Love finds cynical TV producer Doug Knoeffler relatively late in life and then abandons him in a cynical first play by TV producer David Knapp. This character study offers some decent writing and nice acting.
Granville Van Dusen stars as Knoeffler, who is picked up by younger man Dan Cordarobles (Kevin Stapleton) while both are vacationing in Australia; happily for them, their homes — quel coincidence! — are both in Southern California.
Knoeffler is professionally successful but unhappily settled, alone; Cordarobles is “finding himself” and has two lovers: Rachel Ivers (Eleanor Cornegys) and a male flight attendant, who doesn’t appear onstage. And, Cordarobles isn’t exactly faithful to his two part-time paramours. Knoeffler inevitably falls in love with the younger man. This is not good; he’s in for a fall, etc.
The story is told in flashback after Knoeffler and Cordarobles’ current lover , aspiring screenwriter Dirk Lehman (Paul Haber), learn of Dan’s death in an automobile accident that may or may not be suicide.
Play is broken down into numerous blackouts, with characters breaking the fourth wall from time to time, speaking directly to the audience.
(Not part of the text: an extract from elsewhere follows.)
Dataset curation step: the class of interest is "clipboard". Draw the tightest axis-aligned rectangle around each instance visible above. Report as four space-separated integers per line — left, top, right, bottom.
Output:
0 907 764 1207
At one point, Cordarobles refers to his and Knoeffler’s terse verbal exchanges as “Pinteresque.” Pinter wasn’t available for rebuttal.
Pinteresque or not, the script is overly literary: The uneducated Cordarobles at one point tells Knoeffler, “You’ve got no right to be proprietary.” Knoeffler , for some reason, finds the self-centered, inconsiderate and unfeeling Cordarobles to be inscrutable: “Not to know him is to know him.”
More interesting, better-drawn characters include Knoeffler’s friends Gil and Terry Pressman (Peter Vogt, Deborah Seidel), and beach boy Mike Vachon (David Sessions), an amusingly vacuous former lover referred to affectionately by Knoeffler as “my thimble-headed twit.”
Marianne McAndrew gets a couple of nice scenes as Dan’s mother, a failed chanteuse (he refers to her as a “mother from hell,” though she gives no sign of living up to the cliche), and Cornegys gives some character to Rachel.
Van Dusen and Stapleton give strongly stylized performances, rather at odds with the rest of the cast’s more natural delivery. Van Dusen’s is the kind of voice that other men dream of having: deep, creamy and with faultless diction; his acting style is distractingly reminiscent of Shelley Berman.
Play’s title refers to superstition that a north-facing bed brings ill fortune.